While the kids were practicing with Coach Marc, the other dads recounted where they were on September 11, 2001.  One worked just a few blocks from the towers and managed to escape the area as the towers were falling down to the ground.  The other had witnessed attacks from his apartment in Brooklyn, where he had a clean view of the events.  He’d been taking photos of the skyline that morning, and only later, upon developing his film, did he realize that he’d caught images of the second plane flying into the second tower.

I didn’t live in New York then, but I do now.  Noel was born on May 28, 2002, and I am raising him here.  New York – or Brooklyn, more precisely – will be the place he always calls home.  He has no memory of 9-11, though he knows what happened.  All his life, his country has been at war.  When I think about his life and my life, this post-9-11 world seems like a weird and different place, and this America is not at all the country I grew up in.  Yet this is his country, and on this day that I remember with somber feelings and sadness, he had a great football practice.  Later, we went home and watched the games on television.  Then I called my brother and wished him happy birthday, like I do every year on 9-11.

Notes and Credits

Photographs by the author.  The first is of the flag at half-mast at PS 130, The Parkside School.  The school is just next to the entrance to the Fort Hamilton Parkway Subway Station for the F and G trains in Brooklyn.  It’s where we live, and the site of an earlier post, Without the Truth, You Are the Looser.

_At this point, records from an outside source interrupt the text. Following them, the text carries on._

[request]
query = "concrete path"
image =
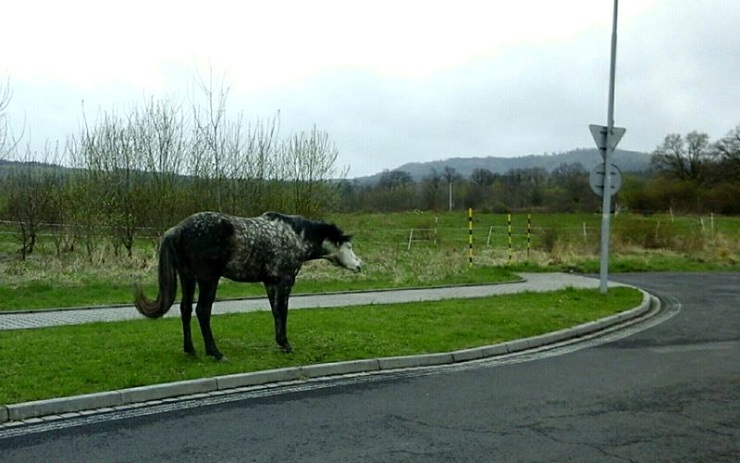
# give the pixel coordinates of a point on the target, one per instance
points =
(536, 282)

The photograph of the airplane in the clouds was taken in Prospect Park, near the “dog beach.”  That’s where my son’s team was practicing this morning.  Prospect Park is beneath one of the main approaches to LaGuardia Airport, and you can hear the planes fly over every couple of minutes most days.  Today, it was cloudy, low clouds, and the planes could only be seen in the haze, rocketing over us on their way into the airport.  Fifty-one years ago, a plane crashed into Park Slope along that flight path.  It was one of the worst disasters in New York history to that point; 134 people died in the crash.  From 2004 to 2006, I lived on Sterling Place, the street where the plan crashed in 1960.  My neighbor, Ms. Phipps was a witness that day and had told me about it. You can find a photo essay of it here.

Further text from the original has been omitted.